The kit provides a means of performing kinase activity assays with recombinant human PKCgamma kinase. It includes active PKCgamma kinase (supplied as a GST fusion protein), a biotinylated peptide substrate and a phospho-serine/threonine antibody for detection of the phosphorylated form of the substrate peptide.

Molecular Formula:

Peptide substrate, Biotin-peptide: 2,326 Daltons. GST-PKCgamma Kinase domain: 111 kDa.

Peptide Core Sequence:

RRPS*YRK

Activation of protein kinase C (PKC) is one of the earliest events in a cascade that controls a variety of cellular responses, including secretion, gene expression, proliferation, and muscle contraction (1,2). PKC isoforms belong to three groups based on calcium dependency and activators. Classical PKCs are calcium-dependent via their C2 domains and are activated by phosphatidylserine (PS), diacylglycerol (DAG), and phorbol esters (TPA, PMA) through their cysteine-rich C1 domains. Both novel and atypical PKCs are calcium-independent, but only novel PKCs are activated by PS, DAG, and phorbol esters (3-5). Members of these three PKC groups contain a pseudo-substrate or autoinhibitory domain that binds to substrate-binding sites in the catalytic domain to prevent activation in the absence of cofactors or activators. Control of PKC activity is regulated through three distinct phosphorylation events. Phosphorylation occurs in vivo at Thr500 in the activation loop, at Thr641 through autophosphorylation, and at the carboxy-terminal hydrophobic site Ser660 (2). Atypical PKC isoforms lack hydrophobic region phosphorylation, which correlates with the presence of glutamic acid rather than the serine or threonine residues found in more typical PKC isoforms. The enzyme PDK1 or a close relative is responsible for PKC activation. A recent addition to the PKC superfamily is PKCμ (PKD), which is regulated by DAG and TPA through its C1 domain. PKD is distinguished by the presence of a PH domain and by its unique substrate recognition and Golgi localization (6). PKC-related kinases (PRK) lack the C1 domain and do not respond to DAG or phorbol esters. Phosphatidylinositol lipids activate PRKs, and small Rho-family GTPases bind to the homology region 1 (HR1) to regulate PRK kinase activity (7).

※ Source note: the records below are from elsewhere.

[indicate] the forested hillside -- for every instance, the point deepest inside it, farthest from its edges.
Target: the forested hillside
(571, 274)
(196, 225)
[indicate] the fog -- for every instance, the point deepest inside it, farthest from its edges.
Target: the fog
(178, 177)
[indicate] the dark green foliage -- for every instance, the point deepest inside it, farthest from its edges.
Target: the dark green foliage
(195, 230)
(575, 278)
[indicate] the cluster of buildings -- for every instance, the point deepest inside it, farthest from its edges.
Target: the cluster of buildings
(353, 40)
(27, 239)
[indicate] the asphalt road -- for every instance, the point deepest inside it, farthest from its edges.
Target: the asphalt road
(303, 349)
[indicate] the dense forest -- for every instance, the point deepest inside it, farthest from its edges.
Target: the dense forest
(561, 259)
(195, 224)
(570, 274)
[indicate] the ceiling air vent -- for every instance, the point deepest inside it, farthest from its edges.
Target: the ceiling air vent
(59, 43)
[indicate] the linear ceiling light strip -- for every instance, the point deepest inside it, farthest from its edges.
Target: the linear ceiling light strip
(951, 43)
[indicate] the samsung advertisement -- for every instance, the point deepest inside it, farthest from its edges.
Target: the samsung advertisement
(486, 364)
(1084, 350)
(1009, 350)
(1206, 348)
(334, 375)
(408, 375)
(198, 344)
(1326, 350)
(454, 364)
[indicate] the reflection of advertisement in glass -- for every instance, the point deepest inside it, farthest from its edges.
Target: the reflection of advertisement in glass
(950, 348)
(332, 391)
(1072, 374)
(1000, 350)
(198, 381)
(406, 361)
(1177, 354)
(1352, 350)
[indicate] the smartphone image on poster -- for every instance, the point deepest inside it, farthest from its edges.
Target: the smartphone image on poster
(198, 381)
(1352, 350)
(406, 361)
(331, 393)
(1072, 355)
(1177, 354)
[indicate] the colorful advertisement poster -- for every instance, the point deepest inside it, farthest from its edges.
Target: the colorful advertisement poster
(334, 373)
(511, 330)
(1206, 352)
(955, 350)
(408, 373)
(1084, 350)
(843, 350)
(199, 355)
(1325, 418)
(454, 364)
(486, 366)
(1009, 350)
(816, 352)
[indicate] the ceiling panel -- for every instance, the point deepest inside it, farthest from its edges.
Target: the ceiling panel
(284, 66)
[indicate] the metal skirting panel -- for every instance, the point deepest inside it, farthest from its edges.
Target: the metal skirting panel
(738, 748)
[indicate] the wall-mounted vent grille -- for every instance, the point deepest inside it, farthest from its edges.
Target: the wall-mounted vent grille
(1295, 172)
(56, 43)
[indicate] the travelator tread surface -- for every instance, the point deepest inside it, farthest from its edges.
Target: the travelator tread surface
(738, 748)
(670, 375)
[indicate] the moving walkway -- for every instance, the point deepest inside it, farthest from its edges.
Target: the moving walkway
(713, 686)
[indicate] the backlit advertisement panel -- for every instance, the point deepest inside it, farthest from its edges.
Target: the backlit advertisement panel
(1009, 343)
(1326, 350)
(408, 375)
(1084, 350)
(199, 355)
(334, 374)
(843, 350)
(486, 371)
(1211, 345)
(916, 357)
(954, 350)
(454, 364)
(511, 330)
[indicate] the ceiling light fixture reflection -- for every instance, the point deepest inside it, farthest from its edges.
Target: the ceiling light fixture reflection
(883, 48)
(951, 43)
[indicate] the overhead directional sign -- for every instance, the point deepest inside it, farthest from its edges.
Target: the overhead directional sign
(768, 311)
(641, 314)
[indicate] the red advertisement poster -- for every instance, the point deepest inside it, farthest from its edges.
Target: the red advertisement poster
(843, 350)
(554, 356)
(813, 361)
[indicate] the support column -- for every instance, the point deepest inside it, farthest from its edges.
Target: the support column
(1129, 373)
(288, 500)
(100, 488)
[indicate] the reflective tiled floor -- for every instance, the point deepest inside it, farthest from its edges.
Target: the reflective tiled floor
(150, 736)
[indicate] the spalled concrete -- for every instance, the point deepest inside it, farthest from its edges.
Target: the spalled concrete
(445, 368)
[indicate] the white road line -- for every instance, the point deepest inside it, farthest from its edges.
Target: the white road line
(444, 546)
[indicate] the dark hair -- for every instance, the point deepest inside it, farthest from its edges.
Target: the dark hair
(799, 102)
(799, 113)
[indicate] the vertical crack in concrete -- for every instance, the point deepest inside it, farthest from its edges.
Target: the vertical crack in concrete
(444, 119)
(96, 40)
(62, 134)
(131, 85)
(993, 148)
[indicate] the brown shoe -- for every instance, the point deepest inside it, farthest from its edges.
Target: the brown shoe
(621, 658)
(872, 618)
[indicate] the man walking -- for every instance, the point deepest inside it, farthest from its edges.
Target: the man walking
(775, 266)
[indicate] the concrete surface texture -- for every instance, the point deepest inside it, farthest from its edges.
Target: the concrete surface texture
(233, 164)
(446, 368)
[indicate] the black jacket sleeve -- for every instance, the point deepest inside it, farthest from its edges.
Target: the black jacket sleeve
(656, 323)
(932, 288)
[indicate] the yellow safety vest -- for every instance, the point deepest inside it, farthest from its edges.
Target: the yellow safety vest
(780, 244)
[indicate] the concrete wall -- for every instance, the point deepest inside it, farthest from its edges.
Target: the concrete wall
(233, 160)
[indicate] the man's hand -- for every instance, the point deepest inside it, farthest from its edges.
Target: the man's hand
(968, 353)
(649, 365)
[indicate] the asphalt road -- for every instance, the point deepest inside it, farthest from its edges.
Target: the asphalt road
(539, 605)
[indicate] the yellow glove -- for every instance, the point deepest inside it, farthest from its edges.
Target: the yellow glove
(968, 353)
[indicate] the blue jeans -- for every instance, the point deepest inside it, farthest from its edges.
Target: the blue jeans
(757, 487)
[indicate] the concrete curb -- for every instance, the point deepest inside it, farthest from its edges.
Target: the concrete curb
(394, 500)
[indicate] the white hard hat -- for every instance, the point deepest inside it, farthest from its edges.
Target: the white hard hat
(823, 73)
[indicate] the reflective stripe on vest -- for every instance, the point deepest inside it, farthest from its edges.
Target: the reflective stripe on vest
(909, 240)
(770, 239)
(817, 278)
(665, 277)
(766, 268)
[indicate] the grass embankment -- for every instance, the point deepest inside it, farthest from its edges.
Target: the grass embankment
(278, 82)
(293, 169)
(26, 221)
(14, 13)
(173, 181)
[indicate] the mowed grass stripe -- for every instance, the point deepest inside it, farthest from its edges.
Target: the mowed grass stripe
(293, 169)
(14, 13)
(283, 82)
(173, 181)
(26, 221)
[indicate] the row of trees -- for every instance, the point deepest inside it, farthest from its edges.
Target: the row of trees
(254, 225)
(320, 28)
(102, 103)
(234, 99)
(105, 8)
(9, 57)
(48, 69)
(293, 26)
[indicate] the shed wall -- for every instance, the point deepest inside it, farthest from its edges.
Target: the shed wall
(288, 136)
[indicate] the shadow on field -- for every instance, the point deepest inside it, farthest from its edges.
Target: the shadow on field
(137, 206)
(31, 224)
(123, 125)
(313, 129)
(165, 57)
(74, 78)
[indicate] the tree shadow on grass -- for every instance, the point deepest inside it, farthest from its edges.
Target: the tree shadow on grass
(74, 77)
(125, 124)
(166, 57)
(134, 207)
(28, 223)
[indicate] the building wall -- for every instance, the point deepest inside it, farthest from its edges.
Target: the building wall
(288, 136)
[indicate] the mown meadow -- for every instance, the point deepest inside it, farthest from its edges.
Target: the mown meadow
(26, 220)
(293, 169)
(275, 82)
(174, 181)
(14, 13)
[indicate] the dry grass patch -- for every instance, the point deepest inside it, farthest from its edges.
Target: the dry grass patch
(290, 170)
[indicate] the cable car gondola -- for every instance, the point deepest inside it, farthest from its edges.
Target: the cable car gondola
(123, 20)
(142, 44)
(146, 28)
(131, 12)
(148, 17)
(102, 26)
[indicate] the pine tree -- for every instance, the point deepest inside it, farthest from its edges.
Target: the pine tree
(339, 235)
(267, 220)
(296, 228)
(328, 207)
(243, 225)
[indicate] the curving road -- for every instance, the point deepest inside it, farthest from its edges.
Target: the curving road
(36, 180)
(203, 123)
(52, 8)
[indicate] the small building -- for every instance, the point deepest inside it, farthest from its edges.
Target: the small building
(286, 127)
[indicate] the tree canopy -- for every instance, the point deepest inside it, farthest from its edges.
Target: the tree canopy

PKCgamma is expressed solely in neurons in the brain and the spinal cord. PKCgamma is activated by Ca2+ and diacylglycerol in the presence of phosphatidylserine and may regulate several neuronal functions, including long term potentiation (LTP) and long term depression (LTD)(10).

  1. Nishizuka, Y. (1984) Nature 308, 693-698.
  2. Keranen, L.M. (1995) Curr. Biol. 5, 1394-1403.
  3. Mellor, H. and Parker, P.J. (1998) Biochem J 332 ( Pt 2), 281-92.
  4. Ron, D. and Kazanietz, M.G. (1999) FASEB J 13, 1658-76.
  5. Moscat, J. and Diaz-Meco, M.T. (2000) EMBO Rep 1, 399-403.
  6. Baron, C.L. and Malhotra, V. (2002) Science 295, 325-8.
  7. Flynn, P. et al. (2000) J Biol Chem 275, 11064-70.
  8. Saito, N. and Shirai, Y. (2002) J. Biochem. (Tokyo) 132, 683-687.
Entrez-Gene Id
5582
Swiss-Prot Acc.
P05129
For Research Use Only. Not For Use In Diagnostic Procedures.

Cell Signaling Technology is a trademark of Cell Signaling Technology, Inc.
DELFIA is a registered trademark of PerkinElmer, Inc.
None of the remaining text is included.